Wherein Z represents an unbalanced power penalty function, and z=p _grid(t)'-P_grid(t);P_ess (t) is the charge and discharge power of the energy storage device in the optimization period;

the mains power output constraint:

0≤P_grid(t)；

The energy storage device constraints:

P_ess.min≤P_ess(t)≤P_ess.max；

E_ess.min≤E_ess(t)≤E_ess.max；

Wherein, P _ess.min and P _ess.max are respectively the upper limit and the lower limit of the charge and discharge power of the energy storage device; e _ess.min and E _ess.max are respectively the upper limit and the lower limit of the charge and discharge capacity of the energy storage device; e _ess (t) is the energy storage capacity at each moment in the optimization period.
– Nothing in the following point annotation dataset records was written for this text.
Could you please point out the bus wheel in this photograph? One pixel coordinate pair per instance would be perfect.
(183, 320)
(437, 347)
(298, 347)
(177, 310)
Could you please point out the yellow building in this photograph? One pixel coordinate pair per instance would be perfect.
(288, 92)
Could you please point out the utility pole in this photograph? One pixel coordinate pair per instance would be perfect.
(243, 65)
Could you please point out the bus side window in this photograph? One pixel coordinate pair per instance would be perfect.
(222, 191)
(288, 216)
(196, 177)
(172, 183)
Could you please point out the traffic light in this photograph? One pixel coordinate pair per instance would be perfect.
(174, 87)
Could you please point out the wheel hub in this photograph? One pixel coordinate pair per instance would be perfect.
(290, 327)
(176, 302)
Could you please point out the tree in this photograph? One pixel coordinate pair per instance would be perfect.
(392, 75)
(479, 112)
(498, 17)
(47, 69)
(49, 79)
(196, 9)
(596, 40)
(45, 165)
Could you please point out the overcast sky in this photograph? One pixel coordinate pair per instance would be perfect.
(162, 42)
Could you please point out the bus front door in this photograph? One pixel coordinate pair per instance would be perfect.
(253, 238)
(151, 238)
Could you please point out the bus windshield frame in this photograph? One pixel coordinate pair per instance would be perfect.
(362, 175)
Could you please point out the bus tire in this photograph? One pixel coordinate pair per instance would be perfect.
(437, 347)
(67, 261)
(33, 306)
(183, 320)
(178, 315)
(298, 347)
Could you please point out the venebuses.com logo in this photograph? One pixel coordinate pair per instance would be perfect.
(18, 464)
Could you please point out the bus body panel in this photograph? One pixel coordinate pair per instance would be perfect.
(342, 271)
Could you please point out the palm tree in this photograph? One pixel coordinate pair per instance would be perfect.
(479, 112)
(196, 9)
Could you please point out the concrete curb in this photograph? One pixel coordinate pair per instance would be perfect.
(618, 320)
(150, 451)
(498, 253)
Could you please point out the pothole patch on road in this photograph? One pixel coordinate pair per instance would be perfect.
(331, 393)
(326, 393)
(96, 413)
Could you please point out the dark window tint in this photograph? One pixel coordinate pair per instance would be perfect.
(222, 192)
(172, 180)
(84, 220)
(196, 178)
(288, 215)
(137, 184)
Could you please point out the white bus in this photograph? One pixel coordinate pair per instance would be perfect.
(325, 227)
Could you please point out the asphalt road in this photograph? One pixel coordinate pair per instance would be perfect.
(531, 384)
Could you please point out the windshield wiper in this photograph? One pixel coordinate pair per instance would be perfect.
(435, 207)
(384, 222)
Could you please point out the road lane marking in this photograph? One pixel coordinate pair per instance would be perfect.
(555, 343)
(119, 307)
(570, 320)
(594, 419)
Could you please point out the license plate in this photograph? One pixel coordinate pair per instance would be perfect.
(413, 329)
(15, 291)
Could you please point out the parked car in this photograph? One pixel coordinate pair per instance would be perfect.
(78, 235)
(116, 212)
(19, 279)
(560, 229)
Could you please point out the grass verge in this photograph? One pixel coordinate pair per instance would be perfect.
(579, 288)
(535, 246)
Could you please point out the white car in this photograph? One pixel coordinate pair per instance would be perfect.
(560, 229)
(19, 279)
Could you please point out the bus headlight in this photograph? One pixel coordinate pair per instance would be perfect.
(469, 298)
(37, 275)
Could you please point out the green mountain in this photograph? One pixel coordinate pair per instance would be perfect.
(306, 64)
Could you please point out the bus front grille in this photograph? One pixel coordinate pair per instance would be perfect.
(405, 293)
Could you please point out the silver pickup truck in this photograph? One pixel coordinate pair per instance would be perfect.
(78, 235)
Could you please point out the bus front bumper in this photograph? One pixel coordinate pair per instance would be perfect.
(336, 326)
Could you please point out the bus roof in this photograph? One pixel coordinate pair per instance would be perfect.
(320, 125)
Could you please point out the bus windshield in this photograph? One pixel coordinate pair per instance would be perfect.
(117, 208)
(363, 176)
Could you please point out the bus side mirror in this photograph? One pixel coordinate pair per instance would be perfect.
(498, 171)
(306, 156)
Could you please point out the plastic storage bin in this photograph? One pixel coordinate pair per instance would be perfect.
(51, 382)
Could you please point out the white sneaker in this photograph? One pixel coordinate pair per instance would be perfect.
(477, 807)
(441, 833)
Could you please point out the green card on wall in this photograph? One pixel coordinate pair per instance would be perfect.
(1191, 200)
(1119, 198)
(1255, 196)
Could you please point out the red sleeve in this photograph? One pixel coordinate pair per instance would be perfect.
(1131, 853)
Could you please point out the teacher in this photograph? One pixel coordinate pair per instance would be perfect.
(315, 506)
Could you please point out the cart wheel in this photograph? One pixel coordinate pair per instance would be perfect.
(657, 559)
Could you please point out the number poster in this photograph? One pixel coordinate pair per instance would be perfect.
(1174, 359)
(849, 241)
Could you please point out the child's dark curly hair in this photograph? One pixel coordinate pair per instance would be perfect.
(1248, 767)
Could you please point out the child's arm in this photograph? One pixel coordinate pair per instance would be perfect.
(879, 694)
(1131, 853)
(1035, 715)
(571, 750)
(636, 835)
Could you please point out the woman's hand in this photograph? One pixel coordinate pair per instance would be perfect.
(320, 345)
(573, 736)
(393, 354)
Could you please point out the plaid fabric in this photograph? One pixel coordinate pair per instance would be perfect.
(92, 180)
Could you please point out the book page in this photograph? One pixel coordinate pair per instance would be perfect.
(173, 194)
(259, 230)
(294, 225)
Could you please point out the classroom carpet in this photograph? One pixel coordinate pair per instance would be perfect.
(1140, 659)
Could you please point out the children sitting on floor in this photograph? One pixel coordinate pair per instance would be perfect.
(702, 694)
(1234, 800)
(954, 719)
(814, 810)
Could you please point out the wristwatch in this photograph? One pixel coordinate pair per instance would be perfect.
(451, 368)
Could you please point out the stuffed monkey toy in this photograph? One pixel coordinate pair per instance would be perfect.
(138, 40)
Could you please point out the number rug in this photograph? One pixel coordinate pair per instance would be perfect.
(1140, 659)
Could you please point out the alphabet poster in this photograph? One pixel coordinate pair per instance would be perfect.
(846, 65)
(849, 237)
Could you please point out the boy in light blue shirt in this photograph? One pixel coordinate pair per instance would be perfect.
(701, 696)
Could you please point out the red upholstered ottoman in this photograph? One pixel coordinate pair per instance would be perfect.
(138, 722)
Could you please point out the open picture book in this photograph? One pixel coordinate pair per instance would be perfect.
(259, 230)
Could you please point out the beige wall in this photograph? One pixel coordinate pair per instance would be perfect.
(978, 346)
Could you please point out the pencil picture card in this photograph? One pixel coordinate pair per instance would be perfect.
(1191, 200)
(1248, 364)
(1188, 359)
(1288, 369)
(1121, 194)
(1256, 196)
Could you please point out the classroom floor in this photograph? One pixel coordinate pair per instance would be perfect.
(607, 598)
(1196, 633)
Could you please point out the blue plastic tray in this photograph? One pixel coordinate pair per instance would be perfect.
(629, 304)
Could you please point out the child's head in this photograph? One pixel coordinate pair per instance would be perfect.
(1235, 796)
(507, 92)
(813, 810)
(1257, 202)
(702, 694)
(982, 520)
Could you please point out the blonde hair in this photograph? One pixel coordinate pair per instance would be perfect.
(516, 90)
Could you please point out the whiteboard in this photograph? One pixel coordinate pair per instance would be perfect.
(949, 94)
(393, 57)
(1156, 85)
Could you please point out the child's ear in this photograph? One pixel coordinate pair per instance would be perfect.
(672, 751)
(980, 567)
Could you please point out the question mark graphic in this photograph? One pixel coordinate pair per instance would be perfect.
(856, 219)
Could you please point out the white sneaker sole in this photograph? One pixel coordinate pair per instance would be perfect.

4. The energy storage application control optimization method according to claim 1, wherein the expression of the green electricity comprehensive evaluation index is:

wherein lambda ₁,λ₂,λ₃ is the comprehensive coefficient, and the value is 1.1-2; beta is the sum of the power generation utilization ratio of renewable energy sources, Chi (t) is the power generation utilization ratio of renewable energy, and N is the time point of the optimized period; the ratio of the fluctuation range of the power generated by the renewable energy source to the average value; η is the product of the power generation utilization ratio of renewable energy sources, Γ _la is the time duty ratio of the forward statistics renewable energy power generation utilization ratio which is more than 50%,Γ _sm is the time duty ratio of negative statistics renewable energy power generation utilization less than 50%,

5. The energy storage application control optimization method as defined in claim 4, wherein,

The expression of the renewable energy power generation utilization ratio χ (t) is as follows:

The ratio of the fluctuation range to the average value of the renewable energy generation power The expression of (2) is:

wherein Pgreen _max is the maximum value of renewable energy power generation, pgreen _min is the minimum value of renewable energy power generation, pgreen _ave is the average value of renewable energy power generation,

6. The energy storage application control optimization method according to claim 1, wherein the expression of the day-ahead time scale of the utility power demand planning curve Pgrid (t) is:

Pgrid(t)＝P_load(t)-P_gen(t)。

7. The energy storage application control optimization method according to claim 1, further comprising generating a charge-discharge control instruction for controlling the energy storage converter according to an energy storage charge-discharge demand curve pest (t); and controlling the mains supply scheduling according to a mains supply demand curve Pgrid (t)'.

8. The energy storage application control optimization method of claim 1, wherein the renewable energy sources include solar energy, wind energy, water energy, biomass energy, and geothermal energy.

9. An energy storage application control optimizing apparatus, comprising:

The acquisition module is used for acquiring basic data in the area range of the power grid; wherein the base data includes electrical load curve data and renewable energy generation data;

the prediction module is used for predicting and obtaining a load short-term prediction curve Pload (t) and a renewable energy short-term power prediction curve Pgen (t) according to the basic data;

the day-ahead planning module is used for generating a commercial power demand planning curve Pgrid (t) of a day-ahead time scale according to the load short-term prediction curve P _load (t) and the renewable energy short-term power prediction curve Pgen (t);

The daily optimization module is used for establishing a green electricity comprehensive evaluation index according to the renewable energy short-term power prediction curve Pgen (t) and the mains supply demand planning curve Pgrid (t), establishing an optimization model by using the green electricity comprehensive evaluation index and the penalty function, and carrying out dynamic optimization at a daily stage with the aim of minimizing the optimization model to generate an energy storage charging and discharging demand curve Pess (t) and a mains supply demand curve Pgrid (t)'.

10. A computer readable storage medium having stored thereon a computer program, which when executed by a processor, implements the energy storage application control optimization method according to any one of claims 1-8.